A Boolean layer cake is an ordered set obtained from a Boolean lattice 2 n by selecting any number of complete level sets from 2 n and endowing their set union with the order inherited from 2 n . The first Boolean layer cake considered in the literature seems to be the set of all atoms and of all coatoms of 2 n in Dushnik and Miller (1941, Amer. J. Math. 63, 600–610) — what is known today as the standard example of an n-dimensional ordered set. Our intention is 1. (i) to survey the more recent literature on Boolean layer cakes and 2. (ii) to consider some properties of those among them which happen to be lattices (a point of view which seems to be new in this context). As for (i), the dominating part of the work done is about ordered sets consisting of just two layers from 2 n , and within that part, the major theme is their dimension. If n is odd, the two middle levels of 2 n have the same size, and an (open) conjecture now attributed to Havel states that the covering graph of such an ordered sets always admits a Hamiltonian path.
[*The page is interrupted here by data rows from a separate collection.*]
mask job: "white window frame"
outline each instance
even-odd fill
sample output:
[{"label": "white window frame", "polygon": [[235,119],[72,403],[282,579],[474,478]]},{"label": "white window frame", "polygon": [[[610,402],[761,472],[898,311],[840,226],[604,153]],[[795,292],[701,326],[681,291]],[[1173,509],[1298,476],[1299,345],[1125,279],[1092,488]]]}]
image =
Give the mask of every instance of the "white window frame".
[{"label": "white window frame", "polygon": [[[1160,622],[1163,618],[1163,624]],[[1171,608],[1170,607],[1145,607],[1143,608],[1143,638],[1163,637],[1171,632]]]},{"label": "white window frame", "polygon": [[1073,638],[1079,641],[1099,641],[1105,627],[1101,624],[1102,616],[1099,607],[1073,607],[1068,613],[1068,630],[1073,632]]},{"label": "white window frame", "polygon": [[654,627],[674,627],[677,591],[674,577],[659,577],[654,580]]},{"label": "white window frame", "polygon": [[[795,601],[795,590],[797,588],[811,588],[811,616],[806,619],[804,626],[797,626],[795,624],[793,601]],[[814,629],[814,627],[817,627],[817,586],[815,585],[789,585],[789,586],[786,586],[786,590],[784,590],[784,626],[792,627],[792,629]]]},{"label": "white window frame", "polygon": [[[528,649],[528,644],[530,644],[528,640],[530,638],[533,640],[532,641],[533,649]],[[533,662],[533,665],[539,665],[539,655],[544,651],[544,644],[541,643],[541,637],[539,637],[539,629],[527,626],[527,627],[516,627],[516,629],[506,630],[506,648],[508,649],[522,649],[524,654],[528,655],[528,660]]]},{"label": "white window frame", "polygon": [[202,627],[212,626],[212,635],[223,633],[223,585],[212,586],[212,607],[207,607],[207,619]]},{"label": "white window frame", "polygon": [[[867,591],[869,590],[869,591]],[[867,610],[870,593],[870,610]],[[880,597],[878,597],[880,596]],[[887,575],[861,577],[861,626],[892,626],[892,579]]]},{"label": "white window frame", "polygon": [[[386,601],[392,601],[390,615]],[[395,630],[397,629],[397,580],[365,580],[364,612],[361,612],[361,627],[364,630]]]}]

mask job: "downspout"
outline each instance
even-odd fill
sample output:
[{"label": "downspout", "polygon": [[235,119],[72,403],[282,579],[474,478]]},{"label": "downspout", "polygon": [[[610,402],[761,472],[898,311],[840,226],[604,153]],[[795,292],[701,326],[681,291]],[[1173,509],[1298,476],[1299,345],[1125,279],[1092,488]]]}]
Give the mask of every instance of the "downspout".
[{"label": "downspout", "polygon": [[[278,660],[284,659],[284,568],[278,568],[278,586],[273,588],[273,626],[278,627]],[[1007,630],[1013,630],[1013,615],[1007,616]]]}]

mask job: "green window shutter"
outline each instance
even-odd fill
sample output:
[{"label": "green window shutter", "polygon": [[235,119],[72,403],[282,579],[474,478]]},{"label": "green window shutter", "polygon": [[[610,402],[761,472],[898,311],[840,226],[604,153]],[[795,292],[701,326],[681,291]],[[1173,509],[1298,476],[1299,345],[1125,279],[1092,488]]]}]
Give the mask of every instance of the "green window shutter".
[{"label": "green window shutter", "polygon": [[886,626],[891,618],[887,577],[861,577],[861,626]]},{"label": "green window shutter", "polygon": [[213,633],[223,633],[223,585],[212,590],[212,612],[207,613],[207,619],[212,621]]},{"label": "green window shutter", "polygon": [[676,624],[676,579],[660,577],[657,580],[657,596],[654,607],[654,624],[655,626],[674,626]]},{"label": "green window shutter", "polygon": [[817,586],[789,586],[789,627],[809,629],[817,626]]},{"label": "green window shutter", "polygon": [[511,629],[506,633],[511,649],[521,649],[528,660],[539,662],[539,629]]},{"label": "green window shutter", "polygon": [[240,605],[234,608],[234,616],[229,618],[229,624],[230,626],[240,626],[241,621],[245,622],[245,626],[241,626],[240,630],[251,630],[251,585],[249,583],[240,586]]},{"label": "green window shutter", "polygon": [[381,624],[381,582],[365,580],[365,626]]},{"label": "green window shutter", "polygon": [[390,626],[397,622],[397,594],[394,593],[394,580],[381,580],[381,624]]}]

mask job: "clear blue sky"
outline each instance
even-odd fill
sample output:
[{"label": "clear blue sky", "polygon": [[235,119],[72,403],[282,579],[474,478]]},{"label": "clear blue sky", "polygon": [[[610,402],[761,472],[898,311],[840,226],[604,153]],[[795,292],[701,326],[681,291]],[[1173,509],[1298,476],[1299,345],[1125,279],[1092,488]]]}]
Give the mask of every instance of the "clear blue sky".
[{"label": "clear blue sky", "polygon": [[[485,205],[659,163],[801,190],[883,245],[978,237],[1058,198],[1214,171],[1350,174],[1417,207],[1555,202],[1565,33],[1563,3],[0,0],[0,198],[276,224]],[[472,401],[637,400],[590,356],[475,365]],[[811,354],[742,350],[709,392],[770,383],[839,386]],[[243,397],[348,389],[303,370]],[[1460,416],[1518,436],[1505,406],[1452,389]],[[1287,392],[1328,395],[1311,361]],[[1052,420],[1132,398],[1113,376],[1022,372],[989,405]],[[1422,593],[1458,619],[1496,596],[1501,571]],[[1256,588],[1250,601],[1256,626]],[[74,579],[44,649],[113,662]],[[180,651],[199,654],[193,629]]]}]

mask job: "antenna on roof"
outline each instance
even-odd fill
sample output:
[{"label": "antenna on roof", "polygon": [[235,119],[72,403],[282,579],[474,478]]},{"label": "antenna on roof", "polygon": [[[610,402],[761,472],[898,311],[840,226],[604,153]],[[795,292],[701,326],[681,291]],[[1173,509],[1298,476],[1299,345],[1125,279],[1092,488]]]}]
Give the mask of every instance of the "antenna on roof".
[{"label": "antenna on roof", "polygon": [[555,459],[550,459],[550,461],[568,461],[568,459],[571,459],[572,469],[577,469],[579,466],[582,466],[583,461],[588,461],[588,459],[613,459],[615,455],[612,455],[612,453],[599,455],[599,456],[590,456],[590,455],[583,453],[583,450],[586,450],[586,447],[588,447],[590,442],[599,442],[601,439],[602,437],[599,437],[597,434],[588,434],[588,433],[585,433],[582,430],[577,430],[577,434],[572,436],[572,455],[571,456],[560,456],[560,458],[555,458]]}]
Another question is which ordered sets allow an embedding into 2 n or into a 2-layer cake. We also consider the number of isotone self-maps and of order automorphisms of Boolean layer cakes. Further, jump numbers of general layer cakes have been determined. As for (ii), a Boolean layer cake is a lattice iff it consists of consecutive nontrivial levels of 2 n plus top and bottom. Concentrating on the case of 2-layer cakes with levels 2 and 3, we show that these lattices have a large number of large (in a sense to be specified) sublattices. The enumeration and classification of such large sublattices sheds some light on the sublattice spectrum question and shows that there is no polynomial bound (in the size of the underlying lattice) for the number of maximal sublattices of an arbitrary lattice. Sizes of generating sets and computational aspects are also considered.